Main Street making a comeback at the expense of the shopping mall
Shopping malls gained stature in many corners of America by evolving into mini-cities, places where senior citizens took exercise walks and Girl Scout troops sold cookies. Some malls leased space to Post Offices and libraries. On Halloween, the mall became a place to trick-or-treat and come Christmas time, it was where Santa Claus spent the day accepting wish lists.
In short, the most successful malls usurped the role of Main Street as the commercial and even cultural center of the communities they served.
Now, however, many shoppers want Main Street back.
Development of new malls has almost completely stopped, with only two being erected in the country since the beginning of 2009, according to the International Council of Shopping Centers.
Outdoor town center concepts, featuring brick sidewalks, streetlights and even public clocks evoking the Main Street of yore, are climbing to a degree that many owners of enclosed malls are considering dramatic makeovers, some including plans to tear off the roof of, or “de-mall” enclosed shopping centers.
Last week, owners of White Flint Mall, the Rockville shopping destination, announced plans to tear the building down and — over the next 25 years — replace it with an outdoor mix of housing, new shops, offices and park space.
The plans ultimately call for 5.2 million square feet, including 1 million square feet of offices in three buildings along Rockville Pike, 1 million square feet of retail, 2,500 residential units and a 300-room hotel. The current three-level mall is about 800,000 square feet.
Civic amenities are also envisioned for the property, owned by Lerner Enterprises and Tower. On the south side of the property, the companies have reserved space for the construction of a new elementary school, and on the east side, plan to build a public park, part of 13.1 acres of open space on the property.
“It’s not going to be a mall,” said Michael Cohen, an architect with Boston-based Elkus Manfredi hired by the developers. “It’s going to be more of a town, in a way. So you’re not making a mall, you’re making a town, a community.”
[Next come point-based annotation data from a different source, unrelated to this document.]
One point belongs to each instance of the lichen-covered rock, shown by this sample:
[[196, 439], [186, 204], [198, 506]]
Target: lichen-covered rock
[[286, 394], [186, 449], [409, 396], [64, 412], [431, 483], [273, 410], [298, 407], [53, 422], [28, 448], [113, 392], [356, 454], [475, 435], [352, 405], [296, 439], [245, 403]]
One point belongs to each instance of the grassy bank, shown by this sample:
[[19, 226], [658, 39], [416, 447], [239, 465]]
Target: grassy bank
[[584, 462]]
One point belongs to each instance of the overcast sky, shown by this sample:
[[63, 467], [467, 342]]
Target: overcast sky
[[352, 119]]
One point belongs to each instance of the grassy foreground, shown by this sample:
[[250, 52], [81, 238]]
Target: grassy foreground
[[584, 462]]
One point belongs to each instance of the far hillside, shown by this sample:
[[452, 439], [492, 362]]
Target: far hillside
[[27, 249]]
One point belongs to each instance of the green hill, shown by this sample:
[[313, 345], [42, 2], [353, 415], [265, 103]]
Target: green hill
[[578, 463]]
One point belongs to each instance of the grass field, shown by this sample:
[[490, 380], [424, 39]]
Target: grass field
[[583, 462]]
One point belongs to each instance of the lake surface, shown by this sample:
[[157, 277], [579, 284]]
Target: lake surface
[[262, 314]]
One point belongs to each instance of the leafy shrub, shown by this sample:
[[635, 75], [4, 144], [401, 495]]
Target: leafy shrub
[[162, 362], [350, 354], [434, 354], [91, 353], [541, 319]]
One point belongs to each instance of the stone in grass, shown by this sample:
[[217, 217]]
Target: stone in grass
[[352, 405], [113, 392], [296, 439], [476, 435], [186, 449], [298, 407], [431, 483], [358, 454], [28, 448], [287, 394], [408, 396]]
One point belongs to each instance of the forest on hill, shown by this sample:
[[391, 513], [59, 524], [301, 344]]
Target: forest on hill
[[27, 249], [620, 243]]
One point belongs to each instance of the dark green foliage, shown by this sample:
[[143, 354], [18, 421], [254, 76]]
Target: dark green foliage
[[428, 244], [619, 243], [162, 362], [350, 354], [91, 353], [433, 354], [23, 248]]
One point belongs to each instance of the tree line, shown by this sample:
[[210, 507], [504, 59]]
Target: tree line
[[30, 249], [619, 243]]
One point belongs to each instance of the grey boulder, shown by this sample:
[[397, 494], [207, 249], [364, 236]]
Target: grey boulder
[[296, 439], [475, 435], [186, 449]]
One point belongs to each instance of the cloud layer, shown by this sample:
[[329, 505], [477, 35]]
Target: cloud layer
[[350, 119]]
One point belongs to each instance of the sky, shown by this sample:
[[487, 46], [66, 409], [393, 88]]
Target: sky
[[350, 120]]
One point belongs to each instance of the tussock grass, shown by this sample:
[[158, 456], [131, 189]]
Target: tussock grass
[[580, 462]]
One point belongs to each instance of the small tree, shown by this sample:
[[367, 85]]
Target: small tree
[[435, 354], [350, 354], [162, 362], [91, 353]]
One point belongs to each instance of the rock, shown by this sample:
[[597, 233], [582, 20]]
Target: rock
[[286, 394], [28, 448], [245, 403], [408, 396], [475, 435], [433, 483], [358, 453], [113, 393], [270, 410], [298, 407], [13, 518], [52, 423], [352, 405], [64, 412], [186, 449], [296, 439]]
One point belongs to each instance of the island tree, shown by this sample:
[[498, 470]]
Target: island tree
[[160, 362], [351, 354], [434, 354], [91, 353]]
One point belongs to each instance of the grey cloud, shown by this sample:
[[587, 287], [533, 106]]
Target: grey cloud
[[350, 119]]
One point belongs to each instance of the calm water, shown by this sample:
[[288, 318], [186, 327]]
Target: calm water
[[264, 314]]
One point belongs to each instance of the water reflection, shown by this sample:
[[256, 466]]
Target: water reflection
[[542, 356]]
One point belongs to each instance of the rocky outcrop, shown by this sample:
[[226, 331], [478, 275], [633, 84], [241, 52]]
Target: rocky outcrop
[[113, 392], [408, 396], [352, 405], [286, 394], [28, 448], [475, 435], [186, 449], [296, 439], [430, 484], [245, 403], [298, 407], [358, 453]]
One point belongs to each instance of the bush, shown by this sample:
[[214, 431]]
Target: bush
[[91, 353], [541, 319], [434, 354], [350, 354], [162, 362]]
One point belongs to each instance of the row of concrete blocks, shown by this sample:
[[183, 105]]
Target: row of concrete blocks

The first phase of White Flint Mall’s redevelopment envisions 740,000 square feet of retail and 1,200 residential units around a central “piazza.” The transformation is made more difficult by the fact that the mall’s two top tenants, Bloomingdales and Lord & Taylor, independently own their spaces and would re-open in the new development. The owners will also have to determine what to do with their existing tenants. The proposal, which requires a string of approvals, coincides with a new White Flint plan passed by the county.
“Malls are changing,” said James D. Policaro, managing director of development for Lerner. “It’s a transformation — a transformation of buying habits.”
White Flint isn’t the only property in the Washington area whose owners are considering a transformation toward a town center concept.
Vornado/Charles E. Smith, owner of Springfield Mall, envisions a similar remake. The developer has proposed replacing the 2.1 million-square-foot mall with an 80-acre town center that would ultimately have more than 2,000 housing units, multiple office buildings and a hotel.
Somera Capital Management, based in Santa Barbara, Calif., bought the Laurel Mall in 2007 and proposed a $250 million transformation into a town center that would have added new housing and retail. Plans were stalled by the recession.